Nous constatons par ailleurs que les pères, bien que l’on parle beaucoup d’eux, sont souvent les grands absents des dispositifs positionnés autour de ces familles. Dans la majorité des situations auxquelles nous sommes confrontés, nous observons que les enfants conservent des contacts réguliers avec leur père, médiatisés ou non par des professionnels. Les travaux de Karen SADLIER ont mis en évidence des modèles de parentalité inadaptés chez une part importante des hommes auteurs de violences, mais très peu de dispositifs existent pour soutenir une évolution dans leurs attitudes parentales et favoriser un questionnement sur leur place en tant que père, notamment après une séparation. Plus largement, nous constatons que l’exercice de la coparentalité selon des modalités classiques s’avère souvent impossible à mettre en pratique en situation de violence conjugale, la dynamique du couple restant figée sur un modèle asymétrique, où les conflits ne trouvent pas d’autre mode de résolution que la violence.

Différents professionnels gravitent autour de ces familles : éducateurs d’AEMO, professionnels de l’ASE, TISF, professionnels de PMI, Enseignants, Psychologues, Avocats, Juges aux affaires familiales ou Juge des enfants, associations de soutien aux femmes victimes de violences…. Chacun développe un regard et une analyse spécifique sur ces situations, qui mobilisent beaucoup chacun des intervenants, interpellés régulièrement dans des contextes d’urgence, avec une forte charge émotionnelle.
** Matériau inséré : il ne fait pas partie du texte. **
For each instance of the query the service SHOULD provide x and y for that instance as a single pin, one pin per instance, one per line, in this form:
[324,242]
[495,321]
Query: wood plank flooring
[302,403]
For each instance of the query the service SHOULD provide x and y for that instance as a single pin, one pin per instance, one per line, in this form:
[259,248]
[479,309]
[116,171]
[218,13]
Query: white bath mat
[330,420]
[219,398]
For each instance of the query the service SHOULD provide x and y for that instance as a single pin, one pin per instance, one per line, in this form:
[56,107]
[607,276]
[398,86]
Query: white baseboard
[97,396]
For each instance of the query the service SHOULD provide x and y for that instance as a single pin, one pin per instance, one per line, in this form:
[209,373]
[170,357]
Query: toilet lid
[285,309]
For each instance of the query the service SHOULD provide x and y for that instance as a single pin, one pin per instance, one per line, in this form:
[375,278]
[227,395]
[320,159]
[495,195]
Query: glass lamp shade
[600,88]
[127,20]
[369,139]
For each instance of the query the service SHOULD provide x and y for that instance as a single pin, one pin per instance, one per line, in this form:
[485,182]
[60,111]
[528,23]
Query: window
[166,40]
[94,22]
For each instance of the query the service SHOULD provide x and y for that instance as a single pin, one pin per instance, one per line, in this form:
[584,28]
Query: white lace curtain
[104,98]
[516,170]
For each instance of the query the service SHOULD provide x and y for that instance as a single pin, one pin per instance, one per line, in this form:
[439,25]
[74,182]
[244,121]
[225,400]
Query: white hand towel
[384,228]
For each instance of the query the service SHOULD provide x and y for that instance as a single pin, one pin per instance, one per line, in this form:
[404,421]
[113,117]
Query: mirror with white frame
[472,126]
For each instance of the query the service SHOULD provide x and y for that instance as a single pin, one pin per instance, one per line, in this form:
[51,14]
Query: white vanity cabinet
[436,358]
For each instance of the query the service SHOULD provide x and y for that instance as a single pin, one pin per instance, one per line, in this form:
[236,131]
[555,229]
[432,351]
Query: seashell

Cependant, peu d’espaces existent pour permettre à ces différents professionnels d’échanger et de penser une articulation cohérente entre les différentes interventions.

Nous souhaitons organiser deux journées d’étude sur le thème « Parentalité et violences conjugales » afin d’ouvrir de nouvelles pistes de réflexions sur ces questions complexes, et de définir des perspectives d’accompagnement prenant en compte la spécificité
de l’impact de la violence sur la parentalité, en lien avec le cadre juridique en vigueur. Nous espérons favoriser ainsi les regards croisés entre les professionnels de différents secteurs, qu’ils interviennent auprès des enfants, de leurs mères, de leurs pères, ou de la famille dans son ensemble, en vue de développer des logiques de partenariats cohérentes pour un meilleur accompagnement des familles.